Citi confirmed on Tuesday that it is in talks with Morgan Stanley (MS) about possibly combining its Smith Barney retail brokerage business and Morgan Stanley’s wealth-management business, but questions remain about how effective the deal would be, both for Citi and for the new merged entity.
In addition, reports have emerged that Citi plans to announce a major reorganization in coming days, which FOX Business has been reporting as likely for months and has addressed recently as well.
Sources told FOX Business that a deal announcement for Smith Barney could come as early as Tuesday afternoon after the markets close.
Citi said no agreement has yet been reached, and said it would not comment beyond the press release. Reports suggest that Citi would sell 51% of Smith Barney to Morgan Stanley for $2 billion to $3 billion.
The talks are a sign that Citi is still struggling. Citi’s top management had been trying to avoid selling Smith Barney, which is regarded as one of the company’s crown jewels, despite the company’s increasingly dire financial situation. Brokerages are particularly valuable now because they can still make money, while other divisions are more hamstrung by the credit crisis.
“You never sell a brokerage at the bottom of the stock market. That’s Rule #1 in investment banking,” said Tobin Smith, chairman of Changewave Research and a FOX Business contributor. “That’s the price these guys are paying for their past sins and overleverage.”
Sources have told FOX Business that Citi’s fourth-quarter results will be the worst in the company’s history. Some have said the operating loss could be $10 billion or more.
That comes on top of billions of dollars in losses over the past year, as well as tens of billions of dollars infused by the U.S. government. The company lost $308 billion in total assets from the third quarter of 2007 to the third quarter of 2008.
Some thought the prospective deal could be favorable for the company.
"While ambiguity abounds, with unconfirmed transaction details and lacking Smith Barney disclosures, we estimate that C could record a pretax gain of nearly $10 billion," Sander O’Neill analyst Jeff Harte said in a research note, according to Dow Jones Newswires. He said the gain might “give a much needed boost to [Citi's] common equity levels."
Even if the deal turns out to be a good one, Citigroup might be a long way from solving its financial troubles.
Meredith Whitney, a banking analyst at Oppenheimer & Co., said that the sale of a stake in Smith Barney, even combined with the government’s bailout money, wouldn’t be enough to stabilize Citi.

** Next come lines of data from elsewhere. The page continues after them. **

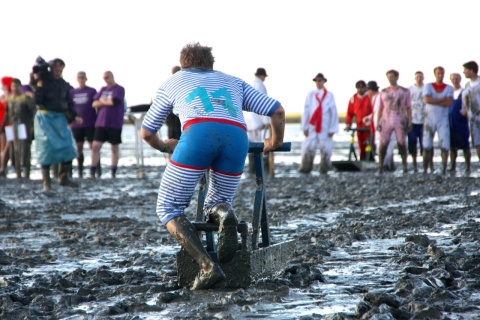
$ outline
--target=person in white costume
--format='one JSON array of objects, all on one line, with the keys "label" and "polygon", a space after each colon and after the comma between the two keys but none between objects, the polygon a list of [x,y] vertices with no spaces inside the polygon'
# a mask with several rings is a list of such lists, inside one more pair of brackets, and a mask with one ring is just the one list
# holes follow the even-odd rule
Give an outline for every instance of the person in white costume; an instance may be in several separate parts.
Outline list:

And Smith of Changewave said there’s “an extreme culture clash” and “major bad blood” between the brokers at Smith Barney and Morgan Stanley, which could make a deal look less optimal once it’s done.
“There will be 19,000 reps for about a nanosecond,” Smith said, predicting that many representatives would be fired or quit almost immediately if a deal is done. “The only people this is good for are brokerage head-hunters, who get paid a bounty for the best reps,” as well as Bank of America’s (BAC) Merrill Lynch, UBS (UBS) and Wells Fargo’s (WFC) Wachovia, which could cherry-pick brokers.
Reports of the possible deal had emerged on Friday, the same day it was announced that senior adviser Robert Rubin would be leaving the company.
Morgan Stanley did not respond to a request for comment.
The willingness to sell a prime asset also showed that Citi is taking steps to downsize.
“Clearly, they have gotten the come-to-Jesus meeting” with government officials, Smith said. He said Citi was likely told, “you’re a commercial bank, not a brokerage. The only chance you have to raise more capital is as a commercial spread-lending bank. You match your assets with your liabilities, you do spread management. That’s what you are, so get rid of the stuff that ain’t that.”
Corresponding with that view, The Wall Street Journal reported on Tuesday that Citi was going to unveil a major reorganization on Jan. 22, along with its fourth-quarter earnings report. The WSJ said Citi will concentrate on two areas: wholesale banking for large customers, and retail banking for customers in select markets worldwide.
The Journal said that in addition to the Smith Barney deal, Citi would likely get rid of its consumer-finance operation, private-label credit cards and some consumer-related businesses in Japan. It also said Citi would reduce its proprietary-trading activity.